La décarbonation du secteur électrique en 2030

En dévoilant son livre blanc énergétique, le Gouvernement britannique affiche haut et fort ses ambitions en matière de climat. Pour Londres, il s’agit d’utiliser la transition énergétique comme d’un levier d’une possible réindustrialisation du pays après le Brexit. Le plan vise ainsi à créer plus de 200.000 emplois, principalement dans les régions du Nord du pays.

Afin d’atteindre cet objectif, le gouvernement compte installer près de 40 GW de capacités éoliennes offshore d’ici 2030. Selon Londres, cela permettra d’alimenter l’ensemble des ménages britanniques en électricité bas-carbone. Cette capacité offshore offrira également les moyens nécessaires à une électrification progressive du parc automobile. Rappelons que Boris Johnson vient d’annoncer l’interdiction des ventes de véhicules thermiques à partir de 2030.

L’objectif de la neutralité carbone en 2050

Le plan en 10 points dévoilé le 14 décembre ne s’arrête pas à la décarbonation du seul secteur électrique. En 2050, le Royaume-Uni espère ainsi devenir l’un des premiers pays neutres en carbone. Cela passera notamment par la décarbonation de secteurs au coût d’abattement très élevé comme le transport aérien ou le ciment.

Dans cette optique, le plan mise sur l’hydrogène et le développement des technologies de capture et stockage de CO2 (CCUS). Londres compte ainsi produire près de 5 GW d’hydrogène d’ici 2030. Pour les technologies CCUS, l’objectif est de créer à cette date 4 projets pilotes dans l’industrie. En tout, le gouvernement britannique souhaite réduire de 68 % ses émissions de CO2 d’ici 10 ans.

 

La question du financement dans le livre blanc énergétique britannique

Un plan de 12 milliards de livres

Londres affiche donc des ambitions très élevées en matière de décarbonation de son mix énergétique. Pourtant, le financement prévu dans le livre blanc énergétique ne semble pas être au niveau des ambitions britanniques. Le plan prévoit en effet un soutien direct de l’État à hauteur de 12 milliards de livres. Toute chose égale par ailleurs, cela représente 7 fois moins que le budget consacré au plan de rénovation des routes.

Autant dire que l’enveloppe financière semble encore très limitée. Certes, le gouvernement ambitionne d’attirer près de 40 milliards d’investissements privés. Cependant, pour les secteurs à coût d’abattement élevé, ce montant semble très insuffisant pour insuffler une véritable dynamique.
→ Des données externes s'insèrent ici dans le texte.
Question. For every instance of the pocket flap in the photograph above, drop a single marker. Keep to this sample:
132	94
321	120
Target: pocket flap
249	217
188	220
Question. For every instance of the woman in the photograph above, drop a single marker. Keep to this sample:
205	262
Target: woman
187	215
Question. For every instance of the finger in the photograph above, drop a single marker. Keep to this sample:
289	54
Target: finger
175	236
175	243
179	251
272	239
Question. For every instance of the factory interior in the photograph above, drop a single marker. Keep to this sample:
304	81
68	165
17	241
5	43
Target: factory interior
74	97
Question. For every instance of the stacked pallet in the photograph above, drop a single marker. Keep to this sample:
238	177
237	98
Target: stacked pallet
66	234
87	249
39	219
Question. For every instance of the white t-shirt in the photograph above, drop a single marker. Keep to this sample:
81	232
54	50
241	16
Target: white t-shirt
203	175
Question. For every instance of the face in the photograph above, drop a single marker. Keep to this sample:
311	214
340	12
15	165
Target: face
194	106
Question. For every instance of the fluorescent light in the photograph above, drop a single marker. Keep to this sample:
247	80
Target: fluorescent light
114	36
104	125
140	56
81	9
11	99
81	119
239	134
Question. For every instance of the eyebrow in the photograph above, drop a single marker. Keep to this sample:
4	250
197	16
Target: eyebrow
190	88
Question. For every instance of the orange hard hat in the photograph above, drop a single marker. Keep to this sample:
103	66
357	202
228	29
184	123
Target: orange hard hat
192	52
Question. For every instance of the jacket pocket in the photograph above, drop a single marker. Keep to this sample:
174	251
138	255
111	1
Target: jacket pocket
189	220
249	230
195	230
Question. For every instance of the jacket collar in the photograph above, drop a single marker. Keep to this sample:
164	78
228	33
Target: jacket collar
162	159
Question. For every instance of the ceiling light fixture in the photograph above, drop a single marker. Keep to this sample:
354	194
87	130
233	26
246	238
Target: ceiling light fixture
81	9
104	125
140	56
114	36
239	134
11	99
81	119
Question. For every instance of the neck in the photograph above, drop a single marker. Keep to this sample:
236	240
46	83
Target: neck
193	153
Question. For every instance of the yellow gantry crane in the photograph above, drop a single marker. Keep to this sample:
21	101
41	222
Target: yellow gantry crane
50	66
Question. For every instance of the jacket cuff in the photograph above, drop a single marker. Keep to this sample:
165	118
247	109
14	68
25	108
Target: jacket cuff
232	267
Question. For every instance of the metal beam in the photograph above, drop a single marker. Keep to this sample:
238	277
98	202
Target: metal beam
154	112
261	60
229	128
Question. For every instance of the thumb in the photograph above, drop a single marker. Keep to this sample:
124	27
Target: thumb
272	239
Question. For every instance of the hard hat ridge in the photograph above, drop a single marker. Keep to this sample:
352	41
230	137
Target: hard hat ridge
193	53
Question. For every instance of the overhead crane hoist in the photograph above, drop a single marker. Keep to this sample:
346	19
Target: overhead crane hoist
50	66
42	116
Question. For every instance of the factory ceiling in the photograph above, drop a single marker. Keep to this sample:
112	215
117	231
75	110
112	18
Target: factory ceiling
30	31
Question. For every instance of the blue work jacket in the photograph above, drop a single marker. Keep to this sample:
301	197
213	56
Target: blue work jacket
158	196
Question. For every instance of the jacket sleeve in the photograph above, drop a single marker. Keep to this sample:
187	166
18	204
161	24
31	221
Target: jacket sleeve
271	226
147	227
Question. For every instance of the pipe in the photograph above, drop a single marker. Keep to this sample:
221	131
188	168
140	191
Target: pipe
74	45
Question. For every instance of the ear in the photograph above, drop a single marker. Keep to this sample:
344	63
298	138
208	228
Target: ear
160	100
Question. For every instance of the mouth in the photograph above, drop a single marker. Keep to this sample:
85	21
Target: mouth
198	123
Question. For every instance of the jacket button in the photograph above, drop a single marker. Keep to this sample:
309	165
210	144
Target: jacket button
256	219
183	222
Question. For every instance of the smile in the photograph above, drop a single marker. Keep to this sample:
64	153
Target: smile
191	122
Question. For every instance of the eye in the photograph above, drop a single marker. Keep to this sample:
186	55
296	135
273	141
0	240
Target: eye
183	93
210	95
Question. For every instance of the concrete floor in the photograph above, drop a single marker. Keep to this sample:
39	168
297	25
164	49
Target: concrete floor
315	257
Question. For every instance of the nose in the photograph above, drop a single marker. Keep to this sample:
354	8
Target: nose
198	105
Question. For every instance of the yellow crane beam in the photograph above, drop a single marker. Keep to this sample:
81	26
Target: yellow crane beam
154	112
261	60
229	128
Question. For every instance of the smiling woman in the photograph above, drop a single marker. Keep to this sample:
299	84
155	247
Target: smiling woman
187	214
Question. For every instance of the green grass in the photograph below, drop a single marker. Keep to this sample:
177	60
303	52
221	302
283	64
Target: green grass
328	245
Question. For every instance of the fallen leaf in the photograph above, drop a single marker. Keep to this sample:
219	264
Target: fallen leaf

Il faut rappeler qu’aujourd’hui une unité de CCUS est encore loin d’être compétitive sans des subventions massives de l’État.

Un financement pas à la hauteur des ambitions

Autre technologie encore très dépendante de l’aide publique, l’hydrogène semble être le parent pauvre du plan britannique. Le gouvernement a ainsi annoncé une enveloppe de 240 millions de livres pour produire 5 GW d’hydrogène décarboné en 2030. Or, ce montant apparaît dérisoire pour développer une technologie non-compétitive et qui ne le sera probablement pas avant 2030. Par comparaison, la France compte investir près de 7,2 milliards dans son plan « hydrogène ».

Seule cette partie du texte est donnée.